Layli Long Soldier (Oglala Lakota) earned a BFA from the Institute of American Indian Arts and an MFA with honors from Bard College. She is the author of the chapbook Chromosomory (2010) and the full-length collection Whereas (2017), which won the National Books Critics Circle award and was a finalist for the National Book Award. She has been a contributing editor to Drunken Boat and poetry editor at Kore Press; in 2012, her participatory installation, Whereas We Respond, was featured on the Pine Ridge Reservation. In 2015, Long Soldier was awarded a National Artist Fellowship from the Native Arts and Cultures Foundation and a Lannan Literary Fellowship for Poetry.
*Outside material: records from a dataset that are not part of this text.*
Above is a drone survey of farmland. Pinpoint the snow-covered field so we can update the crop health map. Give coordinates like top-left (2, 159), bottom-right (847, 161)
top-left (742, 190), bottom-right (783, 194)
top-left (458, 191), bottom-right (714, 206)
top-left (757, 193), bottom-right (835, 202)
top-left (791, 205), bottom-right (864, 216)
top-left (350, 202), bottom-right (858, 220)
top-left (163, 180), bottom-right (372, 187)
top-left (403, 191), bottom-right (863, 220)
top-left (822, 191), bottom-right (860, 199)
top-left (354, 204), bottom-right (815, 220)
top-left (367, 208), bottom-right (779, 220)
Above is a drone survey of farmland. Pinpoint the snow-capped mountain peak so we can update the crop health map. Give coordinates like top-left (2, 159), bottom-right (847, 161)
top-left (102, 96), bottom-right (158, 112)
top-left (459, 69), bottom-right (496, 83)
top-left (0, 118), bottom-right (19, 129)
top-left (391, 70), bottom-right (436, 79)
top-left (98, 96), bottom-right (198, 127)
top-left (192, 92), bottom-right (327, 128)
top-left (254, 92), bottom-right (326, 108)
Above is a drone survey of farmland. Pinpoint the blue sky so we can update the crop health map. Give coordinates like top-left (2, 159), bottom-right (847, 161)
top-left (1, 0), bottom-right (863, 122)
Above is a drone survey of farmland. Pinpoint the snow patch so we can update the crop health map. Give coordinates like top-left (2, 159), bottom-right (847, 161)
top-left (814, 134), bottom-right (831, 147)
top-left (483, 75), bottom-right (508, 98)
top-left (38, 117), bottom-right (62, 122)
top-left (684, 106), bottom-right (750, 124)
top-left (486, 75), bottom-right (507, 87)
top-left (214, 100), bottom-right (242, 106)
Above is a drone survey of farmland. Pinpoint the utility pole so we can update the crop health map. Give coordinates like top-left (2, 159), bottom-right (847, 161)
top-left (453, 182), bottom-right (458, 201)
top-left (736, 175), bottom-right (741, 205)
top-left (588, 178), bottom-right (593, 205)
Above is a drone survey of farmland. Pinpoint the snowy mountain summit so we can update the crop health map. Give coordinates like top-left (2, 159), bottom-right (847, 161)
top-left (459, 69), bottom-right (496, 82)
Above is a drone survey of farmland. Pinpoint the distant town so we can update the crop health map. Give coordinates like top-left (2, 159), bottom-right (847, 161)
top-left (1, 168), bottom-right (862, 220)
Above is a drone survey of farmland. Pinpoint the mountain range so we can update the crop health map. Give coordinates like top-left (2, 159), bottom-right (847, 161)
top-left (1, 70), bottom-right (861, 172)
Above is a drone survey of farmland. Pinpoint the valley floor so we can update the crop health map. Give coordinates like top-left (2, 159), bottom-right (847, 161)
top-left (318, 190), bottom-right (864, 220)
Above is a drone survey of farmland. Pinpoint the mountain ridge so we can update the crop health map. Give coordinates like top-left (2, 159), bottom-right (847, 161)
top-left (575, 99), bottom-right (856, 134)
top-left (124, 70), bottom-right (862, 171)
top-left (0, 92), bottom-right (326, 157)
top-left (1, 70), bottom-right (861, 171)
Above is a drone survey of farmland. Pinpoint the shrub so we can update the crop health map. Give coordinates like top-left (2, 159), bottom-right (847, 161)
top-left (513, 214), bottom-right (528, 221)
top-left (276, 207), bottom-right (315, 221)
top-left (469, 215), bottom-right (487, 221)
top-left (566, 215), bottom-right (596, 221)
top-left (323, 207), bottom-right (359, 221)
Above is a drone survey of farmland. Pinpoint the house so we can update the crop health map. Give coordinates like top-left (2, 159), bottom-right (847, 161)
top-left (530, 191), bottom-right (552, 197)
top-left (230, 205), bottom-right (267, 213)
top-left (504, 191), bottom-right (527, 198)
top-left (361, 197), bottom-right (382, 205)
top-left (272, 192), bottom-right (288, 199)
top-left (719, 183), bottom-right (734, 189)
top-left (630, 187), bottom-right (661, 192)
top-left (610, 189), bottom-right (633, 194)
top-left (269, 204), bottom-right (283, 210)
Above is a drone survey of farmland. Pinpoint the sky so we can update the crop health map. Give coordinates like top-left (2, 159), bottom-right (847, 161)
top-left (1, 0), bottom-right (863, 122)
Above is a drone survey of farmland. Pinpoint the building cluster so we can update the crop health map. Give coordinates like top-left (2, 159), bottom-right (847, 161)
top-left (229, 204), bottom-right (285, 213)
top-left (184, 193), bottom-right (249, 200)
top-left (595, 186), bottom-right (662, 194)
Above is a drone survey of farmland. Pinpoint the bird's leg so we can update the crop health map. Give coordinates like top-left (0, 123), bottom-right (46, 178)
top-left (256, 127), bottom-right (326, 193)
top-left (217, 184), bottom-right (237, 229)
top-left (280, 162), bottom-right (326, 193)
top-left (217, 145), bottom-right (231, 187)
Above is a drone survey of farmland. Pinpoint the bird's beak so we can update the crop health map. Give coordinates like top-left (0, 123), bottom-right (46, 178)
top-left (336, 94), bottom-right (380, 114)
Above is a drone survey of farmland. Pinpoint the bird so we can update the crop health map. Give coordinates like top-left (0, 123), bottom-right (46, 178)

She was awarded a Whiting Writer’s Award in 2016.

Edie Tsong (Taiwanese-American), whose work is featured in the Feminisms exhibition at 516 ARTS, is an artist and writer. Her interdisciplinary projects often explore the functionality and form of language and its relationship to identity. She is the founding director of Snow Poems project, collaborative temporary installations of original poetry on windows. She is also the author of Scattered Memory, a letter and silkscreen printed limited edition artist book published by Women Studio Workshop.

516 WORDS is an ongoing literary arts series started in 2007 by poet Lisa Gill. Each reading is inspired by the theme of the exhibition on view at 516 ARTS and features three to five poets who are invited to participate. Suzanne Sbarge, Executive Director of 516 ARTS, says, “The subjects of our exhibitions are all about what feels relevant in the here and now, and the 516 WORDS series reflects that in an interdisciplinary way.”